それは樋口が『サポ部の王子様』と呼ばれているゆえか、それとも自分と5センチほどしか変わらないのに俺よりも華奢に見える線の細さ故か、正直わからない。
なんにせよ、俺が甘く見ていた事実は変わらない。あるのは俺が倒されたという事実だけだ。
不機嫌で、そう滅多に笑うことのない──というよりコイツが大口開けて笑う姿なんて到底想像もつかない──樋口がゆっくりと唇を三日月形にして俺を見下ろしていた。
蛍光灯をしょっている樋口のその姿はなんだか俺の知らない樋口だった。
「サポ部の不機嫌な王子様」
俺がそういいながら缶コーヒーをなげると、樋口はそれを上手く受け取った。
「いきなりなんだ?」
樋口は表情を変えることなくそう切り替えしてきた。
深夜4時。
夜勤明けにはまだまだ間がある。
俺と樋口はこうしてペアで夜勤につくことが非常に多い。俺より年下だが、同期。ちなみにいうと樋口は俺たち同期の間では抜群に間違いなく出世頭な男だ。
「知らないのか? お前、コールセンターの女性陣からそう呼ばれている」
まぁ、女性陣からだけでなくそれこそ部内でも有名な代名詞になっているが。
樋口は客には極上の笑みを見せるが、それ意外においてはいつも不機嫌そうな無愛想ぶり。
仕事帰りにのみに誘おうと、休みの日に遊びに誘おうと一切応じない。同じ部の女性が、誘うような笑みを見せようとも表情一つ変えない。
それこそ『男女平等』に無愛想な男。
とはいえその整った顔立ちは普通にサラリーマンをやるには惜しいほどのものだった。
そこでついた代名詞が『サポ部の不機嫌な王子様』。
「聞いて呆れる」
どうやら樋口自身の耳にもその代名詞は届いていたらしい。さらに不機嫌度をまして俺にそう返してきた。

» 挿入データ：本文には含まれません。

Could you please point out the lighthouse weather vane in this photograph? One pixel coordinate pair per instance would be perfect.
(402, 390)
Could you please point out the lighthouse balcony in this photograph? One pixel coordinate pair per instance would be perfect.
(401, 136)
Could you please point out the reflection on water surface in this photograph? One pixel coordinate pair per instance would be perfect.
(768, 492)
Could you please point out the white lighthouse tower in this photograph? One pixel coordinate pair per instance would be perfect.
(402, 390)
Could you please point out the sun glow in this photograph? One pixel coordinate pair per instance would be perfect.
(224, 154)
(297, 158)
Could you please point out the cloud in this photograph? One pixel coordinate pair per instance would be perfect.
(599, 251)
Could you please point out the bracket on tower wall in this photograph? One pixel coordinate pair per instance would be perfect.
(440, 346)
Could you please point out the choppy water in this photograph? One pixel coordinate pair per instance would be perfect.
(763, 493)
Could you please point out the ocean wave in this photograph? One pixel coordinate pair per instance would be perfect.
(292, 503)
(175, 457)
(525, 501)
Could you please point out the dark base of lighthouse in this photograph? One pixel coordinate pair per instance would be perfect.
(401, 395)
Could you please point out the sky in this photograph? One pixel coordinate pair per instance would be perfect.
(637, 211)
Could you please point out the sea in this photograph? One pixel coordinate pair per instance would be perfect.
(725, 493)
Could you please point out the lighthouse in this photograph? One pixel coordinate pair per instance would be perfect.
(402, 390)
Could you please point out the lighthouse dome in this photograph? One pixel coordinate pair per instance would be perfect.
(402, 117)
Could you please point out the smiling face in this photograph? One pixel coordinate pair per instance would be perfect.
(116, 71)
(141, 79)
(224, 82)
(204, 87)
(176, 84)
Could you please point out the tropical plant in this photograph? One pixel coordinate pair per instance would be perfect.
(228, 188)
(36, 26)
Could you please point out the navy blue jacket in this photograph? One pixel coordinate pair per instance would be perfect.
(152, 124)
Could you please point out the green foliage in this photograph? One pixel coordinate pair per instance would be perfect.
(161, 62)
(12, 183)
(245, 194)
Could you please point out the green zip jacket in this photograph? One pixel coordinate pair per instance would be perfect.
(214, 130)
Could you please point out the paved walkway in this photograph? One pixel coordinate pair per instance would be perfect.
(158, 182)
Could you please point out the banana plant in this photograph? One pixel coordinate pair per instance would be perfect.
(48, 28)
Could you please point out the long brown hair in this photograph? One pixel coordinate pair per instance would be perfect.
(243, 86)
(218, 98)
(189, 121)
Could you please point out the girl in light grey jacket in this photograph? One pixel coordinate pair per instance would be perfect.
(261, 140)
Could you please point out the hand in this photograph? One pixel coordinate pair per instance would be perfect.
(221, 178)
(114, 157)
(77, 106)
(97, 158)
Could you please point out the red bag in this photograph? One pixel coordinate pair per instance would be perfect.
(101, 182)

「でも王子様だぜ? いいじゃん。あー、なんで仕事以外じゃ不愛想極まりないこんなヤツが王子様なんだよ……」
俺は樋口の一つ隣に腰を下ろし、そのままPCの上につっぷした。
「俺なんてサポセンの女子(主に独身)に避けられまくりだもん……」
日勤のみの女性社員が多いサポセンにはちょっと目を引く女性もちらほらいる。
そうともなればほら、やっぱりちょっと声をかけて飲みにでも、と思うのが20代男子のサガってもんで。
昼休憩の際、たまたま自販機で鉢合わせたサポセンの職員に声をかけたものの、体よくあしらわれた。

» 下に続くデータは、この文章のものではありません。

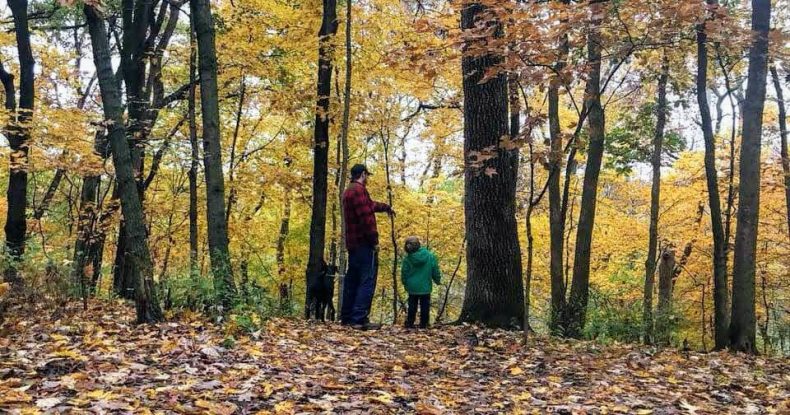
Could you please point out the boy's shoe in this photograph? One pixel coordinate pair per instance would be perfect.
(366, 326)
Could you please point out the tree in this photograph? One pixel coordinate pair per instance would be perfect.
(18, 133)
(494, 292)
(321, 144)
(666, 274)
(720, 291)
(580, 285)
(743, 320)
(194, 159)
(212, 153)
(556, 211)
(655, 200)
(783, 140)
(147, 305)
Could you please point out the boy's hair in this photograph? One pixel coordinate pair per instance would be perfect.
(412, 244)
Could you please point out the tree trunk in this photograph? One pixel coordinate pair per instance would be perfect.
(494, 291)
(321, 144)
(783, 141)
(664, 313)
(88, 215)
(212, 153)
(720, 291)
(580, 285)
(655, 201)
(742, 327)
(49, 195)
(194, 267)
(18, 134)
(283, 236)
(556, 218)
(343, 155)
(390, 200)
(145, 297)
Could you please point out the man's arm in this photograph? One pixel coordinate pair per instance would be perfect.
(364, 211)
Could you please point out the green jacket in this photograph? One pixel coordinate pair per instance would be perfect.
(419, 270)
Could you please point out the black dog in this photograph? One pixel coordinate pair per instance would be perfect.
(320, 293)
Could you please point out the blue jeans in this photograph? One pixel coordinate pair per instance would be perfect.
(359, 286)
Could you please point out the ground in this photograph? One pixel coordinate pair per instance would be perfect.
(97, 361)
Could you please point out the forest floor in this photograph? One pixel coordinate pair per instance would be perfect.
(99, 362)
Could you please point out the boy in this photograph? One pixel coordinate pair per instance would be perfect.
(418, 273)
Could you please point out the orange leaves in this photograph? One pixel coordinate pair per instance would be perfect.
(298, 367)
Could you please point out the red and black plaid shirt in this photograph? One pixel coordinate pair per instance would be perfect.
(360, 211)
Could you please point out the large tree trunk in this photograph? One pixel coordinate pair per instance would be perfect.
(18, 134)
(194, 267)
(655, 201)
(212, 153)
(742, 326)
(494, 291)
(783, 141)
(321, 144)
(666, 272)
(556, 213)
(343, 155)
(580, 285)
(720, 291)
(145, 297)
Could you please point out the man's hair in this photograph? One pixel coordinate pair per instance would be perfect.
(412, 244)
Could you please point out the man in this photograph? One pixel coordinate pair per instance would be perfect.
(362, 240)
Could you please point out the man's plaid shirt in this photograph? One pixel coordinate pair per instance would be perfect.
(360, 211)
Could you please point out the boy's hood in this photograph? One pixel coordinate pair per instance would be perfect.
(420, 257)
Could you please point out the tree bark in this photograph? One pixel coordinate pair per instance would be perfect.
(494, 291)
(321, 143)
(343, 155)
(390, 200)
(194, 163)
(783, 141)
(556, 213)
(18, 134)
(285, 222)
(148, 309)
(720, 290)
(218, 242)
(655, 201)
(580, 284)
(664, 313)
(743, 320)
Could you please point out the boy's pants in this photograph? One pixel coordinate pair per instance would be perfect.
(359, 286)
(425, 310)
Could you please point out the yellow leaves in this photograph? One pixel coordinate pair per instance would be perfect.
(223, 408)
(48, 403)
(283, 408)
(15, 396)
(4, 288)
(382, 397)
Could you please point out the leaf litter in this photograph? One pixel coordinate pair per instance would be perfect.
(100, 362)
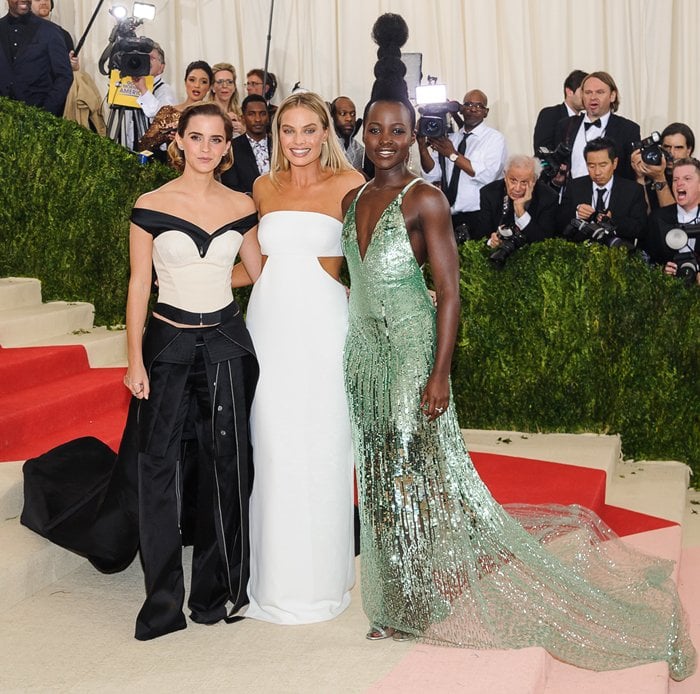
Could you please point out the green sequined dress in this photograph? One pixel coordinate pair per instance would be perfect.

そんな昼の一件を思い出し、がっくり落ち込む俺のことなんぞ、いつものように切って捨てられるだろうと思いきや。
「そういうな。お前だってゴールデンレトリバーみたいでかわいいって噂だろう? サポセンの竹内女史のお気に入りになるくらいは」
突然の切り返しに俺はちょっと意表を突かれた。
通常樋口はこんな雑談には乗ってこない。大抵夜勤の時には仕事の資料をまとめて時間をつぶしているか、新規のシステムの資料を読み込んでいるかだ。
それがまた何の気まぐれだろうか。
いやそれよりも。
俺は恨みがましく樋口を見つめる。
「お前、わかっていっているだろう? その代名詞の前には『暴れる』ってつくってさ」
フルトップを空け、熱い缶コーヒーを啜る姿を注視する。
『暴れるゴールデンレトリバー』。それが俺の代名詞だといわれた時、正直反論のしようもなかった。

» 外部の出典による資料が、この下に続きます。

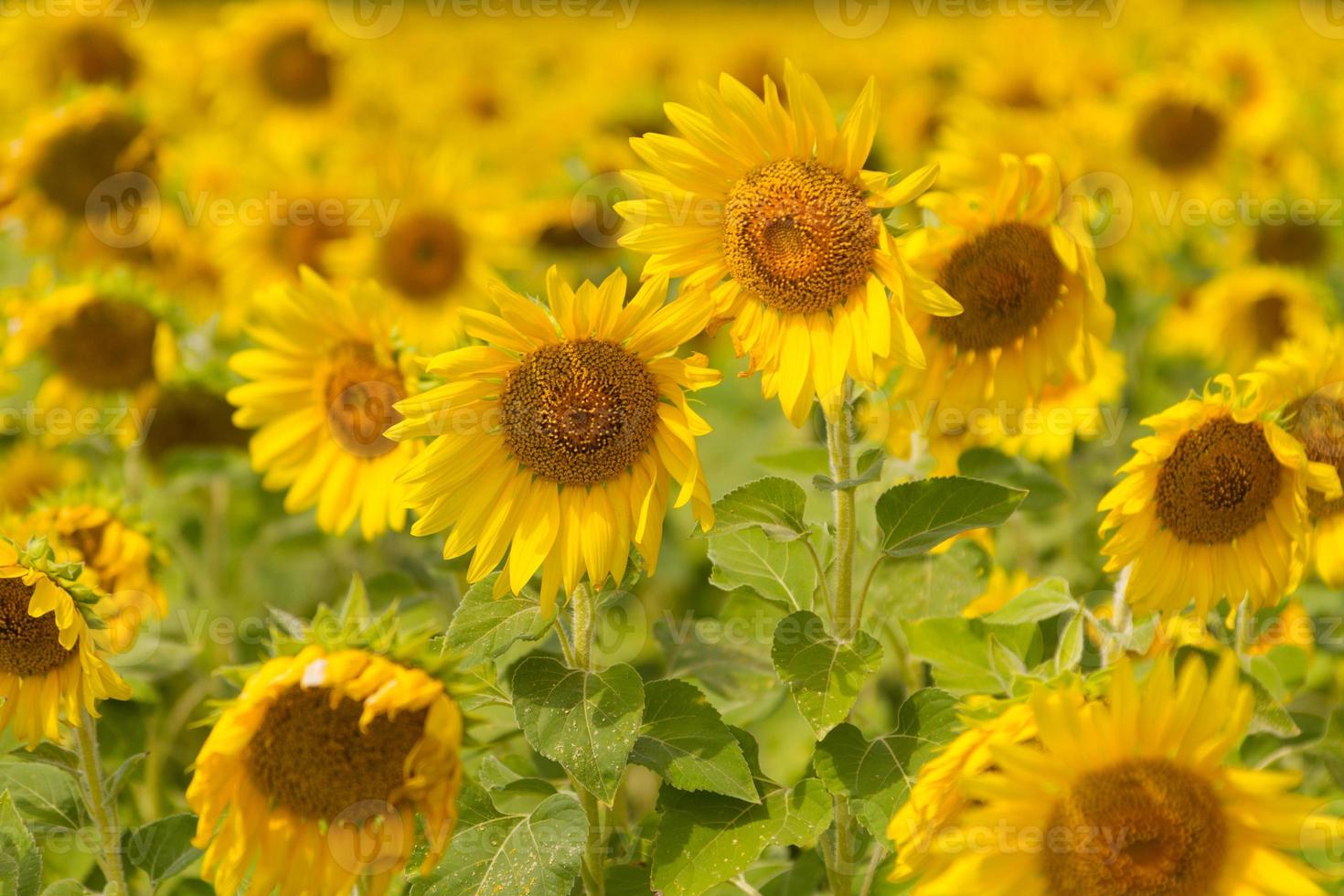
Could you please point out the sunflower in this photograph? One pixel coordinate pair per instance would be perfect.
(935, 799)
(320, 394)
(1244, 315)
(1306, 384)
(769, 205)
(323, 763)
(558, 440)
(50, 667)
(106, 344)
(28, 470)
(114, 551)
(1212, 506)
(1115, 798)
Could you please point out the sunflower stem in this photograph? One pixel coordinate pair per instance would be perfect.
(103, 812)
(839, 449)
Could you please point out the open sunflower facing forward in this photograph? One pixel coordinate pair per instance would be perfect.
(50, 667)
(1212, 506)
(768, 203)
(312, 779)
(320, 394)
(1132, 795)
(557, 441)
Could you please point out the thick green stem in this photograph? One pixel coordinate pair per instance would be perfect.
(840, 448)
(102, 810)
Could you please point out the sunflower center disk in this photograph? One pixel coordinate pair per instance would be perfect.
(798, 235)
(360, 397)
(1218, 484)
(1143, 827)
(1178, 136)
(28, 646)
(314, 759)
(108, 344)
(580, 412)
(1317, 422)
(80, 159)
(1007, 281)
(96, 55)
(294, 71)
(423, 255)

もともと一度スイッチが入るとあっという間に頭に血が上る質であることは自覚している。
先日もそれでサポセンの古参の職員とひと悶着起こしかけたところだったのだ。
俺の形相はかなりのものだったらしく、統括マネージャーを務める竹内女史がとりなしてくれなければ周囲に迷惑をかけていたかもしれない。
『いつもニコニコして人当たりのいい海藤くんにこんな一面があるとはねぇ』
そういって丸く収めてくれたものの、それ以来、サポセンのメンバーが一歩引いて接してきていることは間違いない。
「仕方ないだろう? あの時の海藤は正直周囲全員が引くほどに恐ろしかった」
恐ろしい?
嘘つけ。どうせ本気でそんなことを思っちゃいないくせに。
そもそも女史がとりなす前に割って入ってきたのは樋口だった。
首根っこをつかまれて、距離を取らされた姿は犬というより猫のようだったと、先輩である本橋さんにゲラゲラ笑われつつ、からかわれた。
恐ろしいと思っている奴がそんなふうに仲裁に入ってこられるわけない。
樋口という男は常に冷静、常に感情のブレが見えない奴だった。あの時だって、冷静に割って入り、冷静に俺の弁護をしてた。
あの時樋口はどういうつもりで俺を弁護したのだろう。
面倒ごとを早く収めたかったのか、仲間意識からなのか。
本当にまったく感情が読めない。
今だって冗談なのか、本気なのかわからないほどの抑揚のない調子で言い放ってくる。
「おまえさぁ。同じ皮肉を言うならもうちょっとこう、いじわるそーな顔をするとかしろよ」
俺の指摘にも樋口は表情を変えない。今だって資料をつくる手を止めようとせず、キーボードを打つ音は相変わらず規則正しく室内に響いている。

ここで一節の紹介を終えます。